O presidente da Câmara dos Deputados, Hugo Motta (Republicanos-PB), comunicou a líderes partidários na manhã desta terça-feira (16) sua intenção de pautar o regime de urgência para o Projeto de Lei 2.858/2022, que concede anistia a pessoas condenadas pelos atos de 8 de janeiro de 2023. O anúncio ocorreu em reunião de líderes, segundo relatos de participantes. 

O que está em jogo

Reações e posicionamentos

  • No Palácio do Planalto, o presidente Luiz Inácio Lula da Silva (PT) reiterou sua oposição à anistia para os participantes dos atos de 8 de janeiro.
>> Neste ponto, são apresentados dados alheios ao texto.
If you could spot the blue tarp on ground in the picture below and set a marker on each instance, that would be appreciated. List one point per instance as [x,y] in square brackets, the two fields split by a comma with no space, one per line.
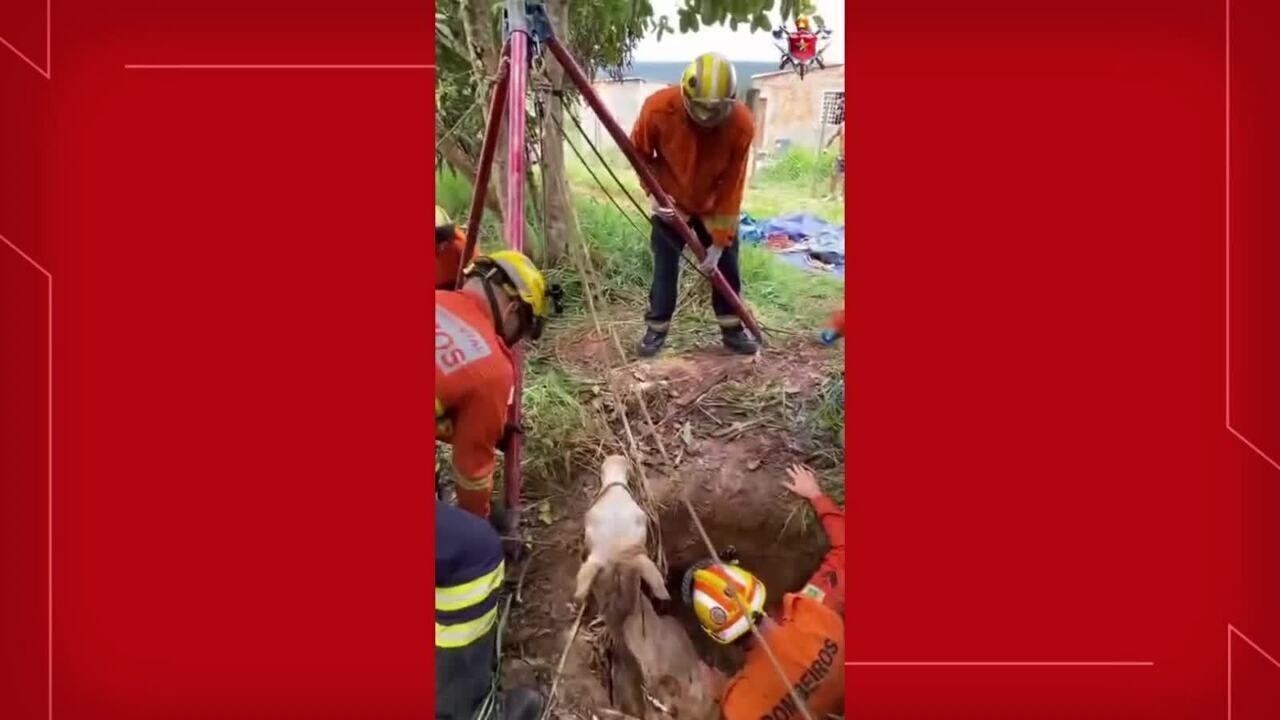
[810,235]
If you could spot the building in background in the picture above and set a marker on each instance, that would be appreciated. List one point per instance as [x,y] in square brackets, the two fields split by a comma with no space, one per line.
[624,100]
[796,113]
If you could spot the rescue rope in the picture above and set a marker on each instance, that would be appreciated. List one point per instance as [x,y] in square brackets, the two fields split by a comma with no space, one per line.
[666,237]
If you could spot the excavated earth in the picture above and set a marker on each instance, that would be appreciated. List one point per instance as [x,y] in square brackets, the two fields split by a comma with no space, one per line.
[713,428]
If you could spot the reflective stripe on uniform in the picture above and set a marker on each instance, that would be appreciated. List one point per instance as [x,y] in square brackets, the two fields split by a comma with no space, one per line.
[476,484]
[465,633]
[466,595]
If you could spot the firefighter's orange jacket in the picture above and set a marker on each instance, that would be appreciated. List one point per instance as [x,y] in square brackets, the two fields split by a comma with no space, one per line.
[703,169]
[474,381]
[809,642]
[448,259]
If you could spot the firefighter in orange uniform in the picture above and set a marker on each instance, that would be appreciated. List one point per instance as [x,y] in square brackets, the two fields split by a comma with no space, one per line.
[807,637]
[503,300]
[449,245]
[696,139]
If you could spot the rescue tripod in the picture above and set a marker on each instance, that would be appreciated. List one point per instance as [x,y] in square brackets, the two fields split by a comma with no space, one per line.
[529,31]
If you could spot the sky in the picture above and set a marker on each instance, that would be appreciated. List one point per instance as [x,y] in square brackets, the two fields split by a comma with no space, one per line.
[741,45]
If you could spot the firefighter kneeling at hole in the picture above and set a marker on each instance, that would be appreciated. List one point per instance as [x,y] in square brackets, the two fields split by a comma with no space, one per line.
[696,139]
[503,300]
[807,637]
[469,574]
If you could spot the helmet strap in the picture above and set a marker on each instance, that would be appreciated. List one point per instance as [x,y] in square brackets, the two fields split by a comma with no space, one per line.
[499,324]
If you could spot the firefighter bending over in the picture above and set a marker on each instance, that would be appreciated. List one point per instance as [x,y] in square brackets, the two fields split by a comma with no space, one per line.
[503,300]
[696,139]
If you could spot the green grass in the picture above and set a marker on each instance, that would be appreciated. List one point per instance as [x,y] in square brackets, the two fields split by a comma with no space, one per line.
[782,297]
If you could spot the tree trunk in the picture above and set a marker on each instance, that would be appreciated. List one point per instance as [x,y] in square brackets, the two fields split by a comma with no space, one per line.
[460,160]
[560,220]
[479,23]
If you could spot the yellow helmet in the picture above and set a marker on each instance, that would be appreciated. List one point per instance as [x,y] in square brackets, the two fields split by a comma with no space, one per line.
[717,595]
[709,85]
[520,278]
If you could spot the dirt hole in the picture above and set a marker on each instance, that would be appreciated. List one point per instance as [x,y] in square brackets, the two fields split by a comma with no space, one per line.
[749,515]
[782,555]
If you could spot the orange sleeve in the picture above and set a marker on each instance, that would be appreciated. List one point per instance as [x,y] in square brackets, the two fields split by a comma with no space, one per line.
[828,582]
[832,519]
[643,132]
[449,259]
[726,204]
[478,425]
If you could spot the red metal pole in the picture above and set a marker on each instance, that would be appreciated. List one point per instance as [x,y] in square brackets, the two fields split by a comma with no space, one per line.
[647,178]
[517,45]
[485,168]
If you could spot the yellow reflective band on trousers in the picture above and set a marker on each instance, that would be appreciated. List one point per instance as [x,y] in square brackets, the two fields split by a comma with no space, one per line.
[721,223]
[466,595]
[465,633]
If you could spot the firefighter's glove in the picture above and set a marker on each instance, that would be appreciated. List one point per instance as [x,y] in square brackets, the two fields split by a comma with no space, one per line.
[712,259]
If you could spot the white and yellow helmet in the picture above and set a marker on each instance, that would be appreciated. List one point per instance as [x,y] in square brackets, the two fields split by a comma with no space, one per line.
[717,593]
[517,276]
[709,86]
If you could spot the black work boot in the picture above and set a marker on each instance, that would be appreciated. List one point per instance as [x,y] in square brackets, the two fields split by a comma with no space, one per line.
[652,342]
[521,703]
[737,341]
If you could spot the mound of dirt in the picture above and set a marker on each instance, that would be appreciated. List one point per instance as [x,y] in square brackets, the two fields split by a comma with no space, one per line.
[713,428]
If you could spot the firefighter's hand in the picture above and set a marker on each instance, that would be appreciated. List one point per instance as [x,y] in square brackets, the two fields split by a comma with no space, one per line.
[712,259]
[803,482]
[508,434]
[668,214]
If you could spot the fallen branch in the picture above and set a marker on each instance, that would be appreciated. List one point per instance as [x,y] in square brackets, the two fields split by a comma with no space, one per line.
[560,668]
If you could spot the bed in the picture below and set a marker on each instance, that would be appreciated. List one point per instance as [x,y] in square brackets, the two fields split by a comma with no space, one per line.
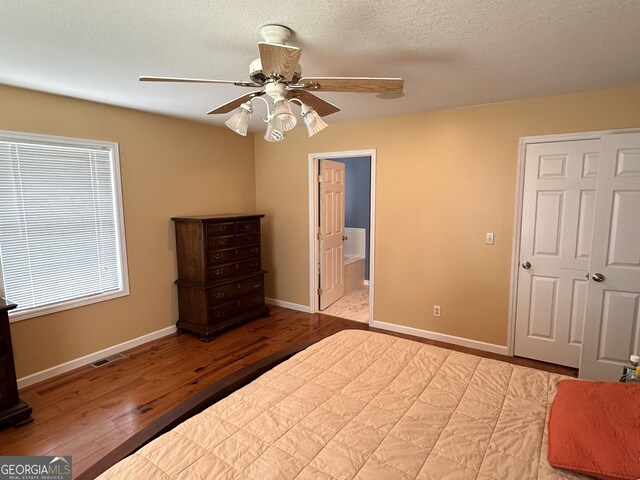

O desenrolar das negociações tem sido acompanhado de perto pelo Executivo. 

  • A oposição, especialmente o PL (Partido Liberal), está mobilizada para incluir Bolsonaro entre os beneficiados, embora haja dificuldades legais e políticas em estender explicitamente o benefício a ele. 

Variante “light” da anistia

Há sinalizações de que uma versão mais moderada da proposta (chamada de "anistia light") teria mais chances de acomodar disputas entre partidos, governo e Judiciário. Entre os ajustes em debate estão:

  • exclusão de líderes do ato de 8 de janeiro ou de pessoas com papel de comando, para reduzir os danos simbólicos e jurídicos da proposta; 

  • limitação do alcance para crimes menos graves, ou para participantes sem envolvimento direto na organização ou financiamento;

  • previsões legais mais rígidas para aqueles considerados com maior responsabilidade nos atentados antidemocráticos. 

Dados formais do projeto

  • O PL 2.858/2022, de autoria do deputado Major Vitor Hugo (PL-GO), propõe conceder anistia a todos que participaram de manifestações no território nacional entre 30 de outubro de 2022 (segundo turno das eleições) até a entrada em vigor da lei. Isso inclui manifestantes, doadores, prestadores de serviço e quem compartilhou conteúdo nas redes sociais.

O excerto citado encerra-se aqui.